The Imperative for Change

From 2000 to 2008, there were 35 NMEs per year out of 1740 new projects. The probability of success was 2.01% per year. Development time was 13.9 years (up from 9.7 years during the 1990s), and United States clinical trials took 7 years on average to complete [Pammolli F et al. Nat Rev Drug Discov 2011]. These statistics represent the status quo—a drug development process that has been in place for the past 50 years [Fishman MC, Porter JA Nature 2005; Butcher EC et al. Nat Biotechnol 2004].

It is widely recognized that major improvements are required in the methods that are now being used to develop new drugs. The time from initial target identification to market can be 10 to 14 years and incur a cost in the hundreds of millions of dollars. Even after substantial investment, only 30% to 40% of the candidate compounds that enter clinical trials are successful [Nordsletten DA et al. IEEE Trans Biomed Eng 2011].

Systems Pathobiology and Network Medicine - The Shape of What is to Come

A contemporary approach to human disease requires that it be viewed from a systems perspective rather than as a simple correlation between clinical syndromes and pathological analysis [Loscalzo et al. Mol Syst Biol 2007; Loscalzo J, Barabasi AL. Wiley Interdiscip Rev Syst Biol Med 2011]. Network modeling of whole-transcriptome expression data, for example, enables characterization of complex gene-gene interactions that underlie cellular functions [Chu J et al. BMC Syst Biol 2011].

Drug-target interactions have been studied in the context of interactome networks or interactions between proteins [Rask-Andersen M et al. Nat Rev Drug Discov 2011; Yidirim MA et al. Nature Biotech 2007]. The field of interactomics represents a new way to understand the success of drug targets in the context of their functional milieu [Rask-Andersen M et al. Nat Rev Drug Discov 2011].

Network-based approaches represent a relatively recent trend in drug discovery. However, the fact that drug development is clearly affected by intricate network effects suggests that network pharmacology will become an essential component of drug development strategies [Schadt EE et al. Nat Rev Drug Discov 2009; Hopkins AL. Nature 2009; Barabasi AL et al. Nat Rev Genet 2011].
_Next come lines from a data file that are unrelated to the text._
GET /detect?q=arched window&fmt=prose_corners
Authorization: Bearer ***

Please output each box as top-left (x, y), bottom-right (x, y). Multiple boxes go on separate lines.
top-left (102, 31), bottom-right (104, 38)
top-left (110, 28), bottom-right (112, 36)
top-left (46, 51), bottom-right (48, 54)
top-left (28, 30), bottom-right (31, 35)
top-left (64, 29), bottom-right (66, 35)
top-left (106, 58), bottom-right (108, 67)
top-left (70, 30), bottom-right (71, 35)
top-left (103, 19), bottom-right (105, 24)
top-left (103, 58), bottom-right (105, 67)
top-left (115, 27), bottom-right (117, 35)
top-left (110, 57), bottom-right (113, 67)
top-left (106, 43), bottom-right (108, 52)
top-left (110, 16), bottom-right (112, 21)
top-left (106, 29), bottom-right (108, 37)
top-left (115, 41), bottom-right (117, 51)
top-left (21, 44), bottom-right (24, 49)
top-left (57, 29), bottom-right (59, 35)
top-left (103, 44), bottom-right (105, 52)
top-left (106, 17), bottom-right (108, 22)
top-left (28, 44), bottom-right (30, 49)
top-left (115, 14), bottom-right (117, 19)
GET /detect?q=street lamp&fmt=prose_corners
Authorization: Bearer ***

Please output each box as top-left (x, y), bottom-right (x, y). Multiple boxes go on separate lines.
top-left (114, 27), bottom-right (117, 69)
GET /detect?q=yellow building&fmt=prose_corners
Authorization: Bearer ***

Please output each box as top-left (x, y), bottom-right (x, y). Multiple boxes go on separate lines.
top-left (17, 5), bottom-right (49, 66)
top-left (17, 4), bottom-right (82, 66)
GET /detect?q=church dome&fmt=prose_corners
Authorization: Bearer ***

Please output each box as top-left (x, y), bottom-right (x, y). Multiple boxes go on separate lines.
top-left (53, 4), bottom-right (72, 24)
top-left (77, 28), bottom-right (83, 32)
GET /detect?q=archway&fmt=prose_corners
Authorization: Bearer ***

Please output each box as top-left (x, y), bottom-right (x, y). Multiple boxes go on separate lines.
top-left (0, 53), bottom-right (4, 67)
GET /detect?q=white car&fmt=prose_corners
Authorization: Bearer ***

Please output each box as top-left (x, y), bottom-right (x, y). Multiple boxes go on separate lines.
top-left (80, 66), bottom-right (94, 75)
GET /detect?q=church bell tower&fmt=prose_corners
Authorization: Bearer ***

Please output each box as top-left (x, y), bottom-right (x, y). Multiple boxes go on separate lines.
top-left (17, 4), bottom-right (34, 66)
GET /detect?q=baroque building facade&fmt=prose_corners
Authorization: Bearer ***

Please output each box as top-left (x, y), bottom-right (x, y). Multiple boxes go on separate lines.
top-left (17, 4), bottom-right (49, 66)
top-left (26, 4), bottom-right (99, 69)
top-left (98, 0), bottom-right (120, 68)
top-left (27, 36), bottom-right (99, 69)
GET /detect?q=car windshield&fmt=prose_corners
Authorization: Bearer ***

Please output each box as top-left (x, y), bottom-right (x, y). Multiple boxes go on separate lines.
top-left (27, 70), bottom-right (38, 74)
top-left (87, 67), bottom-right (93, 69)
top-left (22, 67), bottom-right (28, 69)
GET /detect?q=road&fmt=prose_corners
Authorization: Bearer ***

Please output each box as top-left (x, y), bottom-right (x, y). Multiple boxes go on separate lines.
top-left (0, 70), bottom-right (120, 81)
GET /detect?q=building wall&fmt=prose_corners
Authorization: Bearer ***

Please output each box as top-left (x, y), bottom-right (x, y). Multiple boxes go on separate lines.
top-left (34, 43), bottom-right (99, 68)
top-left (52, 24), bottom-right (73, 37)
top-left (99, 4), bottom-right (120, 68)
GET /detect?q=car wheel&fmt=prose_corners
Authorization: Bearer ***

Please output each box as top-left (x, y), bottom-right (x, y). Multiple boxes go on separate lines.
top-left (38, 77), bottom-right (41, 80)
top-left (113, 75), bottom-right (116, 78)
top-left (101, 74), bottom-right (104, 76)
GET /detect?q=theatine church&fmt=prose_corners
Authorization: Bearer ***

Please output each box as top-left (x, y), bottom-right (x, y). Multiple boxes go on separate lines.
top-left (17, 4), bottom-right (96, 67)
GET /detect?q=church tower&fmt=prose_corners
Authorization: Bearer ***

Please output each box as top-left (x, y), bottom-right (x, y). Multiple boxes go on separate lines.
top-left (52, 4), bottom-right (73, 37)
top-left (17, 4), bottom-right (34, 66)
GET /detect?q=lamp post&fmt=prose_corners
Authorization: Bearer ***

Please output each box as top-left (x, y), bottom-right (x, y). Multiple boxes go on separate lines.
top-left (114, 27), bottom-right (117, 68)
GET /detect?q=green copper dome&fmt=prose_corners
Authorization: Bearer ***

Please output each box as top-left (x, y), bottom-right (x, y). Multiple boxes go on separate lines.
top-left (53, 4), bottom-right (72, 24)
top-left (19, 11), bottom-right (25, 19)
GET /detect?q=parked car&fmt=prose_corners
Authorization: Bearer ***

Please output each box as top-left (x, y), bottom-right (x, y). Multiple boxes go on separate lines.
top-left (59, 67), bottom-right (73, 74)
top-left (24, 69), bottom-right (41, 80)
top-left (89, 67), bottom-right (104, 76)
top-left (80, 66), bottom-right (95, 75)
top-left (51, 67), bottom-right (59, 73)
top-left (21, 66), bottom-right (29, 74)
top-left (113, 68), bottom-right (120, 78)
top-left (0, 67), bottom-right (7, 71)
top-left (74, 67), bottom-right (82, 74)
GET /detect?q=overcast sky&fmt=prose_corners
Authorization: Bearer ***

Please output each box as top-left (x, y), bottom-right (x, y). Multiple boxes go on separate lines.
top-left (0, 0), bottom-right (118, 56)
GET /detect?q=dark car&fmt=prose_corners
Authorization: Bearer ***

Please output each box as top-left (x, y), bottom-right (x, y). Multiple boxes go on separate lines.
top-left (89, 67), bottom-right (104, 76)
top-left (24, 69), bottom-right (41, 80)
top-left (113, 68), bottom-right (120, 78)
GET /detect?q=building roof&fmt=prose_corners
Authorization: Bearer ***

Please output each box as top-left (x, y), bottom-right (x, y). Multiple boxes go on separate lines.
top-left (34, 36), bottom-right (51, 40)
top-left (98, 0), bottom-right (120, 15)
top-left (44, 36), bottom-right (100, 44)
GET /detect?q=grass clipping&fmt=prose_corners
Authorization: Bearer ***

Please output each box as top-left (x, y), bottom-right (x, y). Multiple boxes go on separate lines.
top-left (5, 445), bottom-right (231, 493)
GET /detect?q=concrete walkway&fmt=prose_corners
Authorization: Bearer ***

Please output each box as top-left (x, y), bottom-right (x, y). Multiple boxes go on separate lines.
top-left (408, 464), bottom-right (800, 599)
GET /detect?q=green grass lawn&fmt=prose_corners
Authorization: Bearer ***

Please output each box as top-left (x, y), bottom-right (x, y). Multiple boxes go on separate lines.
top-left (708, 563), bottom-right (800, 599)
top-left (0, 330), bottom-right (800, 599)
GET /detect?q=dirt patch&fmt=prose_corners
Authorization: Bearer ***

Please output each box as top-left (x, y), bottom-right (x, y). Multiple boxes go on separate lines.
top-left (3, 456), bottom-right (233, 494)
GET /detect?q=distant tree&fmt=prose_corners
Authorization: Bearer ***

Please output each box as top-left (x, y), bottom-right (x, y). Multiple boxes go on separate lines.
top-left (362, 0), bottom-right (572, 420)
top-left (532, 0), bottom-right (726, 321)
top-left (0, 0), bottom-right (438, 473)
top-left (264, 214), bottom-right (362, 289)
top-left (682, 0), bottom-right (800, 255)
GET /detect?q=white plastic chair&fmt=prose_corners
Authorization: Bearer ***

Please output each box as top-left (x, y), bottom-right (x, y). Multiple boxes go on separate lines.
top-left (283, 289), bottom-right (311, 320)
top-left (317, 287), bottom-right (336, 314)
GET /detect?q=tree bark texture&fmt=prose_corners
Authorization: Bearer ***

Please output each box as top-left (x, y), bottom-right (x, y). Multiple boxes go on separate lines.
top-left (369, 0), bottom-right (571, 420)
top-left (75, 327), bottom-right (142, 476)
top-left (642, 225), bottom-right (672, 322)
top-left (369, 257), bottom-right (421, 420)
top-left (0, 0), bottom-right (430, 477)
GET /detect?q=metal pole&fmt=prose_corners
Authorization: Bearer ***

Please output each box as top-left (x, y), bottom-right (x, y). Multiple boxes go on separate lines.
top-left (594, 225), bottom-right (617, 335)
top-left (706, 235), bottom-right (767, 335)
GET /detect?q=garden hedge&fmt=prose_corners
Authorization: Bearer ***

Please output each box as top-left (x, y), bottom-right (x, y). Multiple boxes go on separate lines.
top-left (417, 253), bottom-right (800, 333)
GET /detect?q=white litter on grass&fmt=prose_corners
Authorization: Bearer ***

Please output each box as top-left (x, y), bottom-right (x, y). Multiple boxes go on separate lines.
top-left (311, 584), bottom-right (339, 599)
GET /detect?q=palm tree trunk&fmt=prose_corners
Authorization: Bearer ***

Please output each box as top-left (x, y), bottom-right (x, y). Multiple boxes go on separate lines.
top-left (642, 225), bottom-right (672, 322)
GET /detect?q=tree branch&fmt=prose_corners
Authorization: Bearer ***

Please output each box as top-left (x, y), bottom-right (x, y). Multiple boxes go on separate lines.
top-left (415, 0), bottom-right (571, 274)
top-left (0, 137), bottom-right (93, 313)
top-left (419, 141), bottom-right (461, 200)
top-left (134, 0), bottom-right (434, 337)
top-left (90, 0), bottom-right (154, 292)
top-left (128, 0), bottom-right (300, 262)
According to Dr. Loscalzo, quantitative holistic systems biology that is applied to human disease offers a unique approach for diagnosing established illness, defining disease predilection, and developing individualized (personalized) treatment strategies. These approaches will be able to take full advantage of modern molecular pathobiology and the comprehensive datasets that are rapidly becoming available for populations and individuals, and in so doing, they offer the promise of redefining our approach to disease, its treatment, and the practice of medicine [Loscalzo et al. Mol Syst Biol 2007; Loscalzo J, Barabasi AL. Wiley Interdiscip Rev Syst Biol Med 2011].